Al cabo de 18 kilómetros desde el Paso, acaba la ruta de tierra y empieza un liso pavimento, super confortable y con poco tráfico pero igualmente en saludable bajada. Fue lo más. Una hermosura. Alcanzamos velocidades de 50 a 70 kilómetros por hora. Una sensación única la de llevarse al viento por delante, escabullirse de sus lengüetazos de viento. Así, aunque más adelante con algunas subiditas pero tranquilas y que remontábamos con el envión de la bajada, fuimos llegando a Cholula. Y llegamos. Cholula, la ciudad milenaria de América que siempre estuvo habitada y albergó desde el confín de los siglos prehispánicos a pueblos originarios de México. Empezaba a oscurecer, la iglesia de Nuestra Señora de los Remedios resplandece desde la pirámide ante la caída tenue de la tarde. Dimos muchas vueltas para encontrar el camping Las Américas de Moisés Méndez. Que si estaba en San Pedro -otra vez San Pedro- o estaba en San Andrés; una vía de tren divide los dos poblados cholulenses. Cruzamos el centro de San Andrés tan colorido como mexicano y colonial. Por todas partes, la gente a la que preguntábamos era amable, aunque pocos sabían dónde estaba el tráiler park Las Américas. Tras dar muchas vueltas fuimos llegando, y llegamos. Baños grandes, limpios, agua caliente super bienvenida. Pastito mullido sobre el que armar las carpas. Tienen también habitaciones, e internet.

“En dos días recorrí tantos pueblos y municipios que no podría recordar el nombre ni de la mitad.” (Martín Murzone)

Datos técnicos:

San Pedro-Cholula 68.40 km8.30.52 hsTotal: 138.83 km.

Día 1 (21 de marzo de 2015) – De Coyoacán a San Pedro

Llegó el día de empezar a escribir la verdadera historia de cada día de este viaje. Historia que ya había empezado con el sueño en ciernes y los preparativos para llevarlo a cabo. Un amigo de Martín, Alex, compañero de la universidad y de la banda de música, se sumó a hacer la travesía con nosotros. Él viajaría en una bicicleta similar a la mía pero rodada 29 como la de Martín. Salimos de mi última guarida en el barrio de Coyoacán. Coyoacán es uno de los barrios más pintorescos de la ciudad de México y me atrevería decir que del mundo. Una joyita.

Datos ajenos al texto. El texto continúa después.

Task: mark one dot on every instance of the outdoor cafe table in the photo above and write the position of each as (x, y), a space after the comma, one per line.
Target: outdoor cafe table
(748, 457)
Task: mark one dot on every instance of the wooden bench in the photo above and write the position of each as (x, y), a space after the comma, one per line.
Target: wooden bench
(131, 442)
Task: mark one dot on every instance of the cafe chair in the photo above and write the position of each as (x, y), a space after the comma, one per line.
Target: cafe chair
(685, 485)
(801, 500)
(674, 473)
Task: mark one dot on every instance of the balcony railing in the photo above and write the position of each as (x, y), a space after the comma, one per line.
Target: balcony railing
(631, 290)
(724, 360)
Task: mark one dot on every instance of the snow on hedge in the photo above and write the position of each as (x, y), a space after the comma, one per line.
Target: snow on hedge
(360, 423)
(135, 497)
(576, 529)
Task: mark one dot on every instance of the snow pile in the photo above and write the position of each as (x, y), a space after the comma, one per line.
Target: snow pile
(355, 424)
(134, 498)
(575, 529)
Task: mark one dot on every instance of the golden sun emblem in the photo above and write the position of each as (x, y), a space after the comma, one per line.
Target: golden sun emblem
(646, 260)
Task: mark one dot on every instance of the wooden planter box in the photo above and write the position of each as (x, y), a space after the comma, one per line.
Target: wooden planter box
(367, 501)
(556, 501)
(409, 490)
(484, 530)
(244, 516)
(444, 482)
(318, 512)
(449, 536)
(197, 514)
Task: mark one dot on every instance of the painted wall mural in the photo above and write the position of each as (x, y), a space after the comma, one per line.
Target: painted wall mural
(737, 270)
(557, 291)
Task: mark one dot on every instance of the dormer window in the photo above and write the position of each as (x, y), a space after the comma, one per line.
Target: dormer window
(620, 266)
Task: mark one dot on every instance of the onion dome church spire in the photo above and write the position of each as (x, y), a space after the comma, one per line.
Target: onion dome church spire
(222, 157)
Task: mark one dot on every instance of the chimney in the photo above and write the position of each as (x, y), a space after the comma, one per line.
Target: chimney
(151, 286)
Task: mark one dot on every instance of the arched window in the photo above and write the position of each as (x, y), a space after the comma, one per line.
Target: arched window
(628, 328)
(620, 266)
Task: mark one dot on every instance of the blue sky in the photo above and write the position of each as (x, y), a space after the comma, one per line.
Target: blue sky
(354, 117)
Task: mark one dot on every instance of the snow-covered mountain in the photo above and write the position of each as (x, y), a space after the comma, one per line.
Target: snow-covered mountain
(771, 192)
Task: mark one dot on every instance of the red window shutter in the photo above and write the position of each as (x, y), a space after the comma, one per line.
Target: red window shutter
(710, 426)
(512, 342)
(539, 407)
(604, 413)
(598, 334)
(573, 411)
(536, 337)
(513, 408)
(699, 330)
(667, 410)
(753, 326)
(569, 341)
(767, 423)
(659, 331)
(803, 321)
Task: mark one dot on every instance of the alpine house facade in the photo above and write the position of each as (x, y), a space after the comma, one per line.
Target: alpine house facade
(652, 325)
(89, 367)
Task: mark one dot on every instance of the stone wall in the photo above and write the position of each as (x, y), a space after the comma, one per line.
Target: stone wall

Abundan las calles con bulevares y jardines en el medio, las avenidas que embotellan en una sola arteria el murmullo de los callejones tranquilos, los frentes barrocos, una plaza que sigue de otra, los bancos a la sombra y las fuentes encendidas. Hay museos, artistas y gatos, historias de amor y de guerra.

El primer escollo con que nos encontramos fue el de amarrar los bártulos. Armar la carga el primer día nos tomó más de dos horas. Empezamos a las 6 de la mañana. Habíamos dormido poco, quién podía pegar un ojo esa noche previa. Estuvimos probando, cambiando la mochila y la carpa de lugar, desarmando las alforjas, sacando una cosa de acá para ponerla allá. Era un lío. Atamos con sogas plásticas comunes. Cada uno trataba de descubrir la mejor estrategia para ajustar la carga con nudos infalibles, sin embargo, apenas habíamos avanzado uno o dos kilómetros, en plena Avenida División del Norte de México Distrito Federal, el bulto de Martín ya se había caído por completo a un costado. Tuvimos que hacer un alto y acomodar otra vez. Para entonces yo ya había parado a poner la cadena. Se me zafó a dos cuadras de la casa y por primera vez en mi vida. Ahí descubrí que no era tan sencillo bajar de la bici y sostenerla con el peso de la carga. Bajar sin revolear la pierna por encima del asiento como de costumbre porque la carga es alta y se atraviesa. Flexionar la pierna a través del caño para subir y para bajar y encontrar un lugar donde poder sostener la bici sin que el peso la tumbe.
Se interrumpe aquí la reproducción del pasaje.